La pratica dovrebbe appunto essere svolta all’aperto, con l’astro in pieno fulgore e ovviamente, in plenilunio. L’energia della luna in principio veniva colta tra le mani mettendole a coppa intorno alla sfera luminosa della luna e poi fatte discendere verso la Sacerdotessa. In seguito, l’introduzione della stessa nella tradizione Gardneriana e, di conseguenza, anche in quella Alexandriana, Seax e a cascata in tutte le altre che hanno trovato consono inglobarla nella loro pratica proviene probabilmente dalla tradizione della New Forest appresa da Gardner stesso da Dorothy Clutterbuck e dalle streghe della coven di cui faceva parte.
Da notare che nel richiamo della Dea e del Dio da parte dei sacerdoti mediante il Drawing Down the Moon non è previsto alcun ancoraggio ad una divinità in particolare, ma che la diversa forza divina convocata con questa pratica teurgica porta una diversa percezione da parte dei sacerdoti stessi (sia colui/colei che chiama/aiuta – sia colui/colei che riceve) dell’energia scaturita dalla sua discesa.
Invocare pertanto Ecate in luna nuova porta ad una diversa consapevolezza, ad una percezione diversa e ad un diverso “effetto boomerang” se vogliamo, che far discendere Demetra o Artemide in luna piena. Questa stessa energia (e – benché veramente minima - esperienza di tale) mi fa infine dissentire (e qui sono sicuro che alzerò discussioni) con chi afferma con assoluta certezza che l’asserzione di Dion Fortune: “Tutte le Dee sono la Dea” si riferisca ad un principio energetico comunitario delle stesse, diverse divinità, giungenti da ogni parte del globo e da ogni tempo e che sia applicabile come un assoluto.
Diciamo che, a mio avviso – opinabilissimo – c’è un tempo per la teosofia e la teologia e un tempo per la pratica magica e teurgica e che, per quanto queste due cose siano comunque indissolubilmente legate come rami di salice (in quanto siamo esseri pensanti che percepiscono, vivono e condividono il divino in quanto parte dello stesso), talvolta la pratica di alcune delle cose che vengono lette e condivise a livello teorico diviene essenziale per poter avvalorare le teorie che si sentono nostre.
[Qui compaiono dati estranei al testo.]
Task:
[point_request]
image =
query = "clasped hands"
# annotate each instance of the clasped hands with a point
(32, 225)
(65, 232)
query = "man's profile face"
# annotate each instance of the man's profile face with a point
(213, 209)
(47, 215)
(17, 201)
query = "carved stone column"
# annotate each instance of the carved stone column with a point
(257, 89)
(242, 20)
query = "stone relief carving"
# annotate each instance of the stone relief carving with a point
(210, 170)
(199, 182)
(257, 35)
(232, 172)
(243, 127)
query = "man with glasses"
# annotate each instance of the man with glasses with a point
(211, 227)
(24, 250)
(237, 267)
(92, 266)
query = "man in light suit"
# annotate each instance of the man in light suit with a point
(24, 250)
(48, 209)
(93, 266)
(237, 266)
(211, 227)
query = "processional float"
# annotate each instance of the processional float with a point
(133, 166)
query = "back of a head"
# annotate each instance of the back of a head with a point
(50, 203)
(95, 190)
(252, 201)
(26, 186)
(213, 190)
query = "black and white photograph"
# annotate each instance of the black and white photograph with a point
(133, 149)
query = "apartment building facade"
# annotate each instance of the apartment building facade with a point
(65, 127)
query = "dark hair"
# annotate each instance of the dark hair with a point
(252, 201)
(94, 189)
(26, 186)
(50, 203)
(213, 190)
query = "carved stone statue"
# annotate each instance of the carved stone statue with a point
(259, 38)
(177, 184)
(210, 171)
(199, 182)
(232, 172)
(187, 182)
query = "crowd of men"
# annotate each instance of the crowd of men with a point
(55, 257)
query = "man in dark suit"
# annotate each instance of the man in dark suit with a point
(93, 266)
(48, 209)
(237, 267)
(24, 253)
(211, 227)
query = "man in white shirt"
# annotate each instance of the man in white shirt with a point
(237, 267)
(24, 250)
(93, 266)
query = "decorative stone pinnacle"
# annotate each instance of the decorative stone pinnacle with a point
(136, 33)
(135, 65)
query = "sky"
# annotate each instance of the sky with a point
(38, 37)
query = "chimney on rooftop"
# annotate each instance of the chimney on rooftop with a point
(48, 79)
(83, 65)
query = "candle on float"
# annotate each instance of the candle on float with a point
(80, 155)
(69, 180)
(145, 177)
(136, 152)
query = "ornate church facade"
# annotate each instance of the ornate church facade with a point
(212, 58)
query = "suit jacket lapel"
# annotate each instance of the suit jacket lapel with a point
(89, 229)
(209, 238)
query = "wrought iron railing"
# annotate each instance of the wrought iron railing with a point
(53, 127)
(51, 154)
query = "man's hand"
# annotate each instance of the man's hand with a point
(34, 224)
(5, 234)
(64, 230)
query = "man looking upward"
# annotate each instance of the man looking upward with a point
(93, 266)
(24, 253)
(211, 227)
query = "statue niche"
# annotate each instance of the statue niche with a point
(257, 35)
Qualcosa di simile lo troviamo anche nelle pratiche teurgico estatiche di altre tradizioni, vicine per aspetto ritualità alla “possessione”. Nella pratica Voodoo ad esempio, le sacerdotesse di Ezili vengono possedute dal Loa dell’amore e della bellezza e danzano in modo sensuale e frenetico e in seguito non si ricordano assolutamente nulla di ciò che è avvenuto loro.
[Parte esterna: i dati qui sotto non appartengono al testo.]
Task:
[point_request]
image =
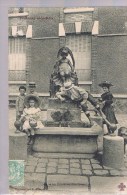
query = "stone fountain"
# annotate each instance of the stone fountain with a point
(64, 132)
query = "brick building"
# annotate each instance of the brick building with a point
(96, 36)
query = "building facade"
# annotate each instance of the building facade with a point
(96, 36)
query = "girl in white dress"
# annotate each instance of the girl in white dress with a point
(31, 116)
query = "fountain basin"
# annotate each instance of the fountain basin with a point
(67, 140)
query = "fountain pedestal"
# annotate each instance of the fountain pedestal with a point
(65, 132)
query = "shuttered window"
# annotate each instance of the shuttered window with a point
(17, 59)
(80, 45)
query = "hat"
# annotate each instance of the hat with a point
(64, 51)
(105, 84)
(32, 84)
(68, 85)
(33, 97)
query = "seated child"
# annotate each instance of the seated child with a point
(107, 107)
(77, 95)
(19, 106)
(31, 116)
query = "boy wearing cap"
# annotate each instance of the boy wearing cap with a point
(31, 116)
(20, 102)
(107, 101)
(77, 95)
(32, 87)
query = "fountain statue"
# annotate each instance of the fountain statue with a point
(64, 70)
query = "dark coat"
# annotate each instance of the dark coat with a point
(108, 108)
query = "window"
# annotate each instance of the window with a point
(80, 45)
(17, 59)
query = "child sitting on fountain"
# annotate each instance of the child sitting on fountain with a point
(77, 95)
(31, 116)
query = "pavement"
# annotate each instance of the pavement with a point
(56, 175)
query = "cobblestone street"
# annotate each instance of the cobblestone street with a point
(70, 175)
(63, 176)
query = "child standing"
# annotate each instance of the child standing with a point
(20, 102)
(19, 107)
(79, 96)
(107, 101)
(31, 116)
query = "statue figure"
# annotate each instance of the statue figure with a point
(64, 71)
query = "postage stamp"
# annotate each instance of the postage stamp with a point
(16, 172)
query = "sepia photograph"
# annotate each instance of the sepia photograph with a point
(67, 78)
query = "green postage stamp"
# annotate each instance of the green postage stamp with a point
(16, 172)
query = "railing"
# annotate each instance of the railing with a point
(84, 74)
(17, 75)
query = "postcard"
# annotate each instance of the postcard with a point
(67, 100)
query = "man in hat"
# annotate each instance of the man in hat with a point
(32, 88)
(78, 95)
(107, 104)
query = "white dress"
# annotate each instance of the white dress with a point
(32, 113)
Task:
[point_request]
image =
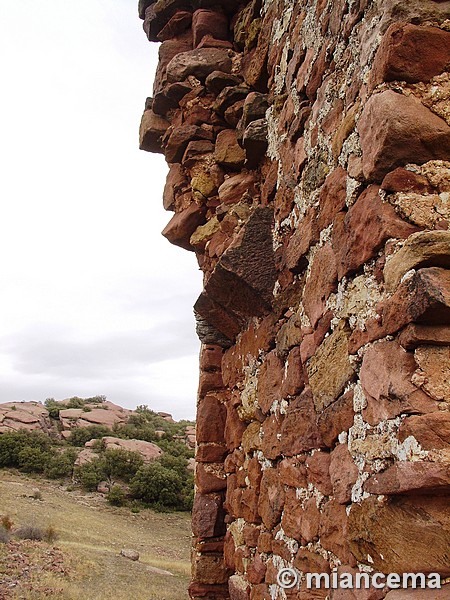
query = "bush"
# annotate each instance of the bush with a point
(156, 485)
(60, 465)
(116, 496)
(81, 435)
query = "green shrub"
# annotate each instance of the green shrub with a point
(60, 465)
(116, 496)
(81, 435)
(156, 485)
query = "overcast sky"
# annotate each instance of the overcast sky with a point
(93, 300)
Questa stessa pratica di possessione, come ci ricorda Andrea Romanazzi nel suo: Il Ritorno del Dio che Balla, deriva dal deicidio operato dagli uomini nella visione di un dio arboreo sacrificato che si vendica prendendo possesso del suo stesso uccisore cavalcandolo come una giumenta. “Ma la punizione è in agguato, l’onta al dio non si lava facilmente: ecco che molte tradizioni, quando ad esempio un mietitore si ammala, giustificano l’evento affermando che “il cavallo bianco gli passa vicino”, o ancora che “ha la cagna bianca”, oppure, e questo è il riferimento più esplicito, che “la cagna bianca lo ha morso”. Siamo di fronte a un rituale di possessione, una cerimonia nel corso della quale gli adepti incarnano entità sovrannaturali. È in questo momento che avviene la discesa di un demone-genio nel corpo del posseduto; il “malato” diviene giumenta del dio che lo incarna, un termine dai risvolti anche erotici, una “cavalcata” che spesso si intrinseca nell’atto sessuale mimato dalla danza e dai furibondi movimenti. È l’esser-agito-da, e l’unione con l’entità può concludersi con il suo allontanamento (esorcismo) o con la sua complicità (adorcismo)”. E per l’appunto la pratica di possessione da parte nel Voodoo è nota come “essere cavalcati dai Loa” e ben spesso comincia in tenera età, divenendo una assoluta quotidianità per la vita delle sacerdotesse che ne vengono coinvolte. Una questione del tutto simile la troviamo anche nelle pratiche estatiche di danze sacre, come la danza del ventre o la trance dance o anche, per tornare all’antica Grecia troviamo la stessa Sibilla, che aspirando i miasmi vulcanici profetizzava come oracolo di Apollo e parlava posseduta dalla divinità stessa.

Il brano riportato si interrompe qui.